By Ranjana Das and Emily Setty

Surrey Sociology is delighted to announce that Ranjana Das and Emily Setty have won funding from the Faculty of Arts and Social Sciences to undertake a multi-disciplinary, staff-student collaboration – EEAS – Embedding Employability via Assessments in Sociology.

EEAS is a project proposing to conduct a rapid set of targeted activities to review, signpost, and construct assessments to embed employability into the curriculum across all programmes within the Department of Sociology. Outside of actionable benefits for the undergraduate degrees in the department, EEAS will generate a ‘toolkit’ of guiding principles and lessons learnt for wider use for embedding employability into the curriculum in the social sciences more broadly.

In collaboration with students, programme directors and the departmental assessments workgroup, EEAS will produce:

  • A review of existing assessments across the three degrees to flag out ones which meet our employability goalposts “as is”.
  • An identification of “nearly-there” assessments which could be tailored and targeted to meet employability goalposts.
  • Development of new employability-enhancing assessments in “trial” modules – one in each degree, or in cross-disciplinary modules.

This process will result in:

  • A “ladder of employability” for each of our undergraduate degrees.
  • An end-of-project toolkit and summary of lessons learnt and key action points and take away points for broader use outside of the department.
  • An EEAS website embedded within the Department of Sociology website showcasing the development of the project and project outputs via mixed media content.

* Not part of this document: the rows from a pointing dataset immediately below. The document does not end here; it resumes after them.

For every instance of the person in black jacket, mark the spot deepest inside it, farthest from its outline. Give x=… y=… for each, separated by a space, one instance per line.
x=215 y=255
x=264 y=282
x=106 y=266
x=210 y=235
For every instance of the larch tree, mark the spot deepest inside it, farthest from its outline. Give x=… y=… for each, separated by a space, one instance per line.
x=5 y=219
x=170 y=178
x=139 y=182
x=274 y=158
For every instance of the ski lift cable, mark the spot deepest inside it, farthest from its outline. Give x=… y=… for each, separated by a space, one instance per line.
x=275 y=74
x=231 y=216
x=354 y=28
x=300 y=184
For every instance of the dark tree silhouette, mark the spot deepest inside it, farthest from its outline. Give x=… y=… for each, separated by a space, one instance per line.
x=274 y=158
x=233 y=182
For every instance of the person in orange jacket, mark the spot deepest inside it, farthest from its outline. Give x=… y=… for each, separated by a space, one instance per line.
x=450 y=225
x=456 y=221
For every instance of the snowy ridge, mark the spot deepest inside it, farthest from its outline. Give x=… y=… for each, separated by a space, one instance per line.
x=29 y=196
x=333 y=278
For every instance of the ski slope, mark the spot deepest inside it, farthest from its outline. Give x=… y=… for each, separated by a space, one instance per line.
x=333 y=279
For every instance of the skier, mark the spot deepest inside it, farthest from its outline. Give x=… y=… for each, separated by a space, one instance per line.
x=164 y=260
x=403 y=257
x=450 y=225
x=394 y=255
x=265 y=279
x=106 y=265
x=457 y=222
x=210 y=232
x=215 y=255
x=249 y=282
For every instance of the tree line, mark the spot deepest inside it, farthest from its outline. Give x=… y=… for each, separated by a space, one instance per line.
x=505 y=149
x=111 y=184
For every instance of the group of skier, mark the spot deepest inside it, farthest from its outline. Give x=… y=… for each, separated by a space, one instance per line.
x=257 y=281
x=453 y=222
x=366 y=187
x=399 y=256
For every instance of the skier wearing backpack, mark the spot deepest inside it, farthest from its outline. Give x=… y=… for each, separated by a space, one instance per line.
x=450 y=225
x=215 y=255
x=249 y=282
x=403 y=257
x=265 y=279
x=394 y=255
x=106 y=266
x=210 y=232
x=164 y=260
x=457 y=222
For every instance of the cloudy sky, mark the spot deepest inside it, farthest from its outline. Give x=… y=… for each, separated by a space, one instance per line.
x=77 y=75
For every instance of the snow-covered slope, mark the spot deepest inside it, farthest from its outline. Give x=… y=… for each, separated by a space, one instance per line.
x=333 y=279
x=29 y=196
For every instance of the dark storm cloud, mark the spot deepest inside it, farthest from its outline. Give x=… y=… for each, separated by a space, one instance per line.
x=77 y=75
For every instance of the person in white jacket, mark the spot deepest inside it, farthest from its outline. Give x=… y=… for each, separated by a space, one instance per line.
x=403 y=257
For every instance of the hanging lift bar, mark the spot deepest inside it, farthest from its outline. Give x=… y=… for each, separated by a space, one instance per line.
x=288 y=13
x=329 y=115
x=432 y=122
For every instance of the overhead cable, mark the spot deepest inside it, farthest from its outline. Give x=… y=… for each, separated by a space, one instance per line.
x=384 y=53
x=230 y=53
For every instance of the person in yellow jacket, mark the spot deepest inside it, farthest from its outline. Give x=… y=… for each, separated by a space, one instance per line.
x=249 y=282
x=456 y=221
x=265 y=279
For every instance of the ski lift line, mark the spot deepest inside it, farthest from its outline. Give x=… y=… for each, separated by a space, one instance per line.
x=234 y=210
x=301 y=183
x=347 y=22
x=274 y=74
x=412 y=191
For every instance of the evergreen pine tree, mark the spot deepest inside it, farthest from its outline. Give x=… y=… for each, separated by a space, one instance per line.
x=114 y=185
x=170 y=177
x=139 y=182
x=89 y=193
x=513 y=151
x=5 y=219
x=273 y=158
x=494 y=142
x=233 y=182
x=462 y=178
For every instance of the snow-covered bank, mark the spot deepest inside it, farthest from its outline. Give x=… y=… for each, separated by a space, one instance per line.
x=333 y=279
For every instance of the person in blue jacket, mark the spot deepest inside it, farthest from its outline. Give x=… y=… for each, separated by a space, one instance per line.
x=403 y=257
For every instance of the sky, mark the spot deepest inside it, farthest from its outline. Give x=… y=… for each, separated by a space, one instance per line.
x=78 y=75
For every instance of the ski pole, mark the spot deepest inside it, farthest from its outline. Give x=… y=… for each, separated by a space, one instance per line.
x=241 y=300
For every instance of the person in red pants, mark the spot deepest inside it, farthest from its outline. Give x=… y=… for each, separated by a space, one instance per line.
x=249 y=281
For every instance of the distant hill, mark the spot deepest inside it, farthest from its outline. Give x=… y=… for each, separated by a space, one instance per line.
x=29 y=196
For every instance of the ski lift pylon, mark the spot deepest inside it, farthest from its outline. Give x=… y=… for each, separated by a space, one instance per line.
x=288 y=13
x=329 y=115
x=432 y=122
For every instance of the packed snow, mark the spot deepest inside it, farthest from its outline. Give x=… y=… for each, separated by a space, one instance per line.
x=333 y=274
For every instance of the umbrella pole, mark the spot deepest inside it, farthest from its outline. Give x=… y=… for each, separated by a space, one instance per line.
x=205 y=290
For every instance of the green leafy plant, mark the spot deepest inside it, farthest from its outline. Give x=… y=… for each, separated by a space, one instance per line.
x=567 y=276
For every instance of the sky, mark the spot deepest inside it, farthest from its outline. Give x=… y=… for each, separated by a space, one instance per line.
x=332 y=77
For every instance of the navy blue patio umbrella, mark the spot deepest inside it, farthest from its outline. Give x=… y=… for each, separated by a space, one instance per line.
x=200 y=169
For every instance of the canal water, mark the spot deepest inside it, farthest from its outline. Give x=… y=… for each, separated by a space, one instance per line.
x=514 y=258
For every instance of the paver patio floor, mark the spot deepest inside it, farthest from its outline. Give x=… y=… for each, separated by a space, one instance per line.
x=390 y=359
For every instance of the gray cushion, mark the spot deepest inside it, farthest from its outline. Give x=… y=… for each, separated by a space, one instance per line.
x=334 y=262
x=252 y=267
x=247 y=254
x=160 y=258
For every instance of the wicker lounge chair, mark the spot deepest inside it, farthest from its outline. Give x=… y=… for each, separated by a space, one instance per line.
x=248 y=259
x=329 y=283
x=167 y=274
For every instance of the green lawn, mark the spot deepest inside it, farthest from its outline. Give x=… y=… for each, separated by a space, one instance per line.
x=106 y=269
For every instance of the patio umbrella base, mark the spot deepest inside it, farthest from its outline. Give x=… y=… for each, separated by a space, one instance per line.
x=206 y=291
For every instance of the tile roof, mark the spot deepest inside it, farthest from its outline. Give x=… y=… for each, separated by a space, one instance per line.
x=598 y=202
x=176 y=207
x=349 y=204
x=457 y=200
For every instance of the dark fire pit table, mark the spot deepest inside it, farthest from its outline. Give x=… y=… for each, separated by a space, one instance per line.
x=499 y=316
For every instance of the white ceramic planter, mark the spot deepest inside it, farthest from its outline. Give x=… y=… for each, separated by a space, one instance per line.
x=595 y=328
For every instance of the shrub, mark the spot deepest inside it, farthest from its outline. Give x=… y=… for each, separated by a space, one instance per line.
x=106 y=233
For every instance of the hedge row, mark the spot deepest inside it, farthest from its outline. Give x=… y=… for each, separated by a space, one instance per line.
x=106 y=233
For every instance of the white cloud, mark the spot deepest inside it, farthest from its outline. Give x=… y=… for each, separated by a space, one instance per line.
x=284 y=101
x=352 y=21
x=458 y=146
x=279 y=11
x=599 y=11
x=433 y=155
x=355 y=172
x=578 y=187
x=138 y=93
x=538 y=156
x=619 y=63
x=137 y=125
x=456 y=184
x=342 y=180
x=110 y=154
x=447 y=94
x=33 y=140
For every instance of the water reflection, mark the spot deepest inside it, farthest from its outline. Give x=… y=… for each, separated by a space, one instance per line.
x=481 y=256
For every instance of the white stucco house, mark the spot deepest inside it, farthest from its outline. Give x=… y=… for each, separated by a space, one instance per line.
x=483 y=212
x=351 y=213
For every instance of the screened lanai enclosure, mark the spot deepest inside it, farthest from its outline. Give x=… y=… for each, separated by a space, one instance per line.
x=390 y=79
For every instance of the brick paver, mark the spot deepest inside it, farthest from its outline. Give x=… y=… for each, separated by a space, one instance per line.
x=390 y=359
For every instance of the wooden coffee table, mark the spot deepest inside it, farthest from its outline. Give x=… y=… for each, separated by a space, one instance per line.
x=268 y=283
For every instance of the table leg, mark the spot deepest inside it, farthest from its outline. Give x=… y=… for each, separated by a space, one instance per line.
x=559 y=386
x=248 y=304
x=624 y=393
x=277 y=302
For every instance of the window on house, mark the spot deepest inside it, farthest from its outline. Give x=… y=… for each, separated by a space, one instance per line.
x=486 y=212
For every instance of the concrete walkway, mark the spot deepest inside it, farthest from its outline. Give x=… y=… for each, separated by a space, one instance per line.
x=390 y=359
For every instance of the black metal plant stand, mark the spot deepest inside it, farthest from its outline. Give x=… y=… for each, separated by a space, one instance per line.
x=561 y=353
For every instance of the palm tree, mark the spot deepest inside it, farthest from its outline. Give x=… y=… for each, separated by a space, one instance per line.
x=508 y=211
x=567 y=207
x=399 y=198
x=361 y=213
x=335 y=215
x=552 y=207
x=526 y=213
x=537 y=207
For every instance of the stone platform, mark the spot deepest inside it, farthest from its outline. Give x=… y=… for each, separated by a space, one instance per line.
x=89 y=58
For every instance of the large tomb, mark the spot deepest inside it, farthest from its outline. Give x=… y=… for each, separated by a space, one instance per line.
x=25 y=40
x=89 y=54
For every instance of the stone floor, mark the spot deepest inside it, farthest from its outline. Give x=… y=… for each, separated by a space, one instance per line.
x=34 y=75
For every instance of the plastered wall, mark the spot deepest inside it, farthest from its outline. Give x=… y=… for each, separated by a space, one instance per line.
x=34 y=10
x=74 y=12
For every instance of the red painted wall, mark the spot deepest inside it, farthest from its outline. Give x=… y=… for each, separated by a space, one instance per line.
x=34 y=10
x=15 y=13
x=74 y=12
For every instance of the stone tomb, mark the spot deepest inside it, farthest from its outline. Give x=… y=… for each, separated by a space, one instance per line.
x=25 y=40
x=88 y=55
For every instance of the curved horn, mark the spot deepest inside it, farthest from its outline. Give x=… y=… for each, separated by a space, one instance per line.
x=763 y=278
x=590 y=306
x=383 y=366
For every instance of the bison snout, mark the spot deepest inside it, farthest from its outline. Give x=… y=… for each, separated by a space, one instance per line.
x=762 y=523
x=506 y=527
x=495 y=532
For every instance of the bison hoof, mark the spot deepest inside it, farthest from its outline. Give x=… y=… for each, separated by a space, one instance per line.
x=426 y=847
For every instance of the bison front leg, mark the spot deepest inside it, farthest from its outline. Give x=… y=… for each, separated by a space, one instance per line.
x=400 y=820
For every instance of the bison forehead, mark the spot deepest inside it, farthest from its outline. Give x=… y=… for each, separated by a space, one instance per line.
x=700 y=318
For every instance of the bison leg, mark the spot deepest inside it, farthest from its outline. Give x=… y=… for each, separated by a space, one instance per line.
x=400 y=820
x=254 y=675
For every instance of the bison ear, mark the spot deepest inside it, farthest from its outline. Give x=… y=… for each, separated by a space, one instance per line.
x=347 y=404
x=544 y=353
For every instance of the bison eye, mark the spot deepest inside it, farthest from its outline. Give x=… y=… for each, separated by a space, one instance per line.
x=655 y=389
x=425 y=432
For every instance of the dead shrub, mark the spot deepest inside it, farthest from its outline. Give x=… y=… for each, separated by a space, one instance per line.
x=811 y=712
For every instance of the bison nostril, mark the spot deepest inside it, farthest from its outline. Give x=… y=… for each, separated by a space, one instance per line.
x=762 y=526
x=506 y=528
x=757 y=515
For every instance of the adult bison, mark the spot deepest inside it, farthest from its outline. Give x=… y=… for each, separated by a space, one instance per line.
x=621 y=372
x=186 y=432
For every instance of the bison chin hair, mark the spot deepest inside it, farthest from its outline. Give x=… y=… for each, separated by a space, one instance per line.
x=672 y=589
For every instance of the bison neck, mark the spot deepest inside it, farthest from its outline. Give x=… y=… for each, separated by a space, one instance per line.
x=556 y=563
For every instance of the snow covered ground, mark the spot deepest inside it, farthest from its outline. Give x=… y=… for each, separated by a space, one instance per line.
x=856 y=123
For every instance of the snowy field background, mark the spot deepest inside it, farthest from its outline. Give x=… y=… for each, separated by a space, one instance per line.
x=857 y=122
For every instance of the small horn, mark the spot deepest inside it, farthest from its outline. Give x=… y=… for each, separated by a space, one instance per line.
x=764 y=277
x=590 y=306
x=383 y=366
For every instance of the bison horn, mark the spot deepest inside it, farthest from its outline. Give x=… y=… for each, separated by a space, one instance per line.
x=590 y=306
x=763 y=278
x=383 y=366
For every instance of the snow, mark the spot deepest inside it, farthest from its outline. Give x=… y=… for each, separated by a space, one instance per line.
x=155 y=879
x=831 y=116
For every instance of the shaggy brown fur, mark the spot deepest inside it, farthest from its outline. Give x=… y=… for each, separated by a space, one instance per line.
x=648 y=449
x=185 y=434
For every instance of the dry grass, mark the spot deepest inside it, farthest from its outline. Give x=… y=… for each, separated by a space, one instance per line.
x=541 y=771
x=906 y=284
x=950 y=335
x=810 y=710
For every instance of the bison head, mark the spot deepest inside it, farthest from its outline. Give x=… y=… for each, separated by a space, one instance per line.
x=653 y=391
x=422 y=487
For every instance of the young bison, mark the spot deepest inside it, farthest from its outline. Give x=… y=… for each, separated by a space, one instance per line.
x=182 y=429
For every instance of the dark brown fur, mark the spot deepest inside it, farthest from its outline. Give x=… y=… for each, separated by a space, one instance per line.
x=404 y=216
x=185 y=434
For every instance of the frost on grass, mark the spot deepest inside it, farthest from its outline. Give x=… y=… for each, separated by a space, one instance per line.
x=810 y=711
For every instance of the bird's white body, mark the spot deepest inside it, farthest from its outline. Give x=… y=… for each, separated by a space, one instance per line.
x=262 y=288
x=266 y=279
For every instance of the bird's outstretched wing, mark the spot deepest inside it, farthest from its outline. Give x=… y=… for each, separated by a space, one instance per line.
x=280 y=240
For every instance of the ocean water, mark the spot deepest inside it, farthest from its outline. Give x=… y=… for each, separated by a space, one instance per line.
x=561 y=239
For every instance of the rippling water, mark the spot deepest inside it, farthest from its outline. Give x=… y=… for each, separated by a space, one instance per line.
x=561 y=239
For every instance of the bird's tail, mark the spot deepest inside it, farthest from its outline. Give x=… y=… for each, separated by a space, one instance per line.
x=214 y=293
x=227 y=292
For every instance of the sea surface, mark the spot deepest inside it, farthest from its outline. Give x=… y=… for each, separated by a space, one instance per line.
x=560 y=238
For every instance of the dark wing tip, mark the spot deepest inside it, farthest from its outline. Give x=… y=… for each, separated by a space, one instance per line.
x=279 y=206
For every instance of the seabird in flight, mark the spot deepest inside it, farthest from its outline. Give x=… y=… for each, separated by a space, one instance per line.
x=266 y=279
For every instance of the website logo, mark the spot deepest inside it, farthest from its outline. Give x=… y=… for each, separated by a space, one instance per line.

Das and Setty have planned to undertake this exercise in line with the Surrey Education Strategy and NSS goalposts on feedback, assessments and employability. They will involve students in the design, review and evaluation, including actively reviewing the curriculum and identifying where employability can be embedded/enhanced within assessments. EEAS is fundamentally a multidisciplinary endeavour, across Sociology, Criminology and Media and Communications with a close focus on enhancing learning and teaching with an eye to graduate futures in the contemporary world.